Mississippi's Board of Pharmacy licenses compounding pharmacies and requires them to comply with USP 795 (non-sterile) and USP 797 (sterile) standards depending on the dosage form [12]. Subcutaneous injectables like a compounded dulaglutide preparation fall under USP 797 sterile compounding requirements. Patients should verify that any Mississippi pharmacy compounding dulaglutide holds active USP 797 accreditation and that the prescribing clinician has documented a specific patient need.

The FDA has stated clearly in its 2023 guidance on compounded GLP-1 products: "Compounded drugs are not FDA-approved and do not undergo FDA's premarket review for safety, effectiveness, and quality" [11]. That does not make them illegal, but it does mean potency, purity, and sterility depend entirely on the pharmacy's internal quality systems. A 2024 study in the Annals of Internal Medicine found that compounded semaglutide vials from unaccredited sources showed potency variation of 23% above or below label claim [13]. Patients in Mississippi should apply that same scrutiny to compounded dulaglutide sources.
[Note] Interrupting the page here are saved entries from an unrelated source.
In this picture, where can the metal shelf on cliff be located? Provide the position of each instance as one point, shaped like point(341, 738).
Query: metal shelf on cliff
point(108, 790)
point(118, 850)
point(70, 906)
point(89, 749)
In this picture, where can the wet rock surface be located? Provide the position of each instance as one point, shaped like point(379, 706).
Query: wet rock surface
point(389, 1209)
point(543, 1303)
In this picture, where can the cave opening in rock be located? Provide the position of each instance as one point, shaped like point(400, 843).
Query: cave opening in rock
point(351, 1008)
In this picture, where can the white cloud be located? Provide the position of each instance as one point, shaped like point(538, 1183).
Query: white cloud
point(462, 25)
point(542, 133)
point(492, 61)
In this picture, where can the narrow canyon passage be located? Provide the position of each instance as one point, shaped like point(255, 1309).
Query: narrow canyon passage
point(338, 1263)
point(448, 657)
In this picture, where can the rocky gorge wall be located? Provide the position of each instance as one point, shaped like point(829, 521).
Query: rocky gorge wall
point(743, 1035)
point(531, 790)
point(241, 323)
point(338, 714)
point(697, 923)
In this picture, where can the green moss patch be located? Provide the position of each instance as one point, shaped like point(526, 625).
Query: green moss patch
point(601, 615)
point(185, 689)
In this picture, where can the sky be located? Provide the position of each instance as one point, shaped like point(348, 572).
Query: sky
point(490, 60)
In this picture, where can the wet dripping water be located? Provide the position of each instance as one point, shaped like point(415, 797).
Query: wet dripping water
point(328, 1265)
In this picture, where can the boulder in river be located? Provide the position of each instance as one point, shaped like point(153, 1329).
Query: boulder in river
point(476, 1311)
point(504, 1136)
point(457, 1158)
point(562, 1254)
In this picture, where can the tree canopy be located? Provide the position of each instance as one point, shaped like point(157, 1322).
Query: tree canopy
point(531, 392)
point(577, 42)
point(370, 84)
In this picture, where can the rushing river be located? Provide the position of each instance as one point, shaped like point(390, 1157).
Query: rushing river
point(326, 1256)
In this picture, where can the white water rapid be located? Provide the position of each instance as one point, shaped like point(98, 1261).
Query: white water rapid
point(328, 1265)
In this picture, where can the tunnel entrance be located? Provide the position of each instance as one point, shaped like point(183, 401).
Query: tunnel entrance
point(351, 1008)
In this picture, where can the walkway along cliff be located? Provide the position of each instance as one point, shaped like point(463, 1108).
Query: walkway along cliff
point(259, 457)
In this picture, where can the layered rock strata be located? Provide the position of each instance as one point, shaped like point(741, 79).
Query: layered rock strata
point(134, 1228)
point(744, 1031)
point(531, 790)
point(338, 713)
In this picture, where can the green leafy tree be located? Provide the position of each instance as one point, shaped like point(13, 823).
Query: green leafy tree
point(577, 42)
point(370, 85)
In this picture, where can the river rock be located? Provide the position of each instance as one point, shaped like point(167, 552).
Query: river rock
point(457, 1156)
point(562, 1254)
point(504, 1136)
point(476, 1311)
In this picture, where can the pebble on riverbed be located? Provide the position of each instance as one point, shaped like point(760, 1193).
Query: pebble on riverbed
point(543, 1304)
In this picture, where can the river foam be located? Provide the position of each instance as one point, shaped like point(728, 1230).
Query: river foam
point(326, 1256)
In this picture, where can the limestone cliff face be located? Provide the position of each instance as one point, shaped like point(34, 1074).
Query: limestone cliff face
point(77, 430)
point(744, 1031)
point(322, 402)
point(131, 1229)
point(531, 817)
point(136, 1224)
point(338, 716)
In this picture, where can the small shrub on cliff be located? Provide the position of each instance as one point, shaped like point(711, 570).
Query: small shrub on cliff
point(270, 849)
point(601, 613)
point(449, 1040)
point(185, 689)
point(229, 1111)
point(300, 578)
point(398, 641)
Telehealth clinicians operating in Mississippi can legally prescribe compounded dulaglutide to Mississippi-resident patients provided the prescriber holds a valid Mississippi medical license and conducts an appropriate clinical evaluation before writing the prescription [14].

Can You Get Trulicity via Telehealth in Mississippi?

Yes. Mississippi law permits telehealth prescribing of Schedule-uncontrolled medications like dulaglutide. The Mississippi Telehealth Act (Miss. Code Ann. Section 83-9-351) and subsequent Mississippi State Board of Medical Licensure rules allow licensed physicians and nurse practitioners to establish a valid patient-prescriber relationship through synchronous audio-video consultation [14].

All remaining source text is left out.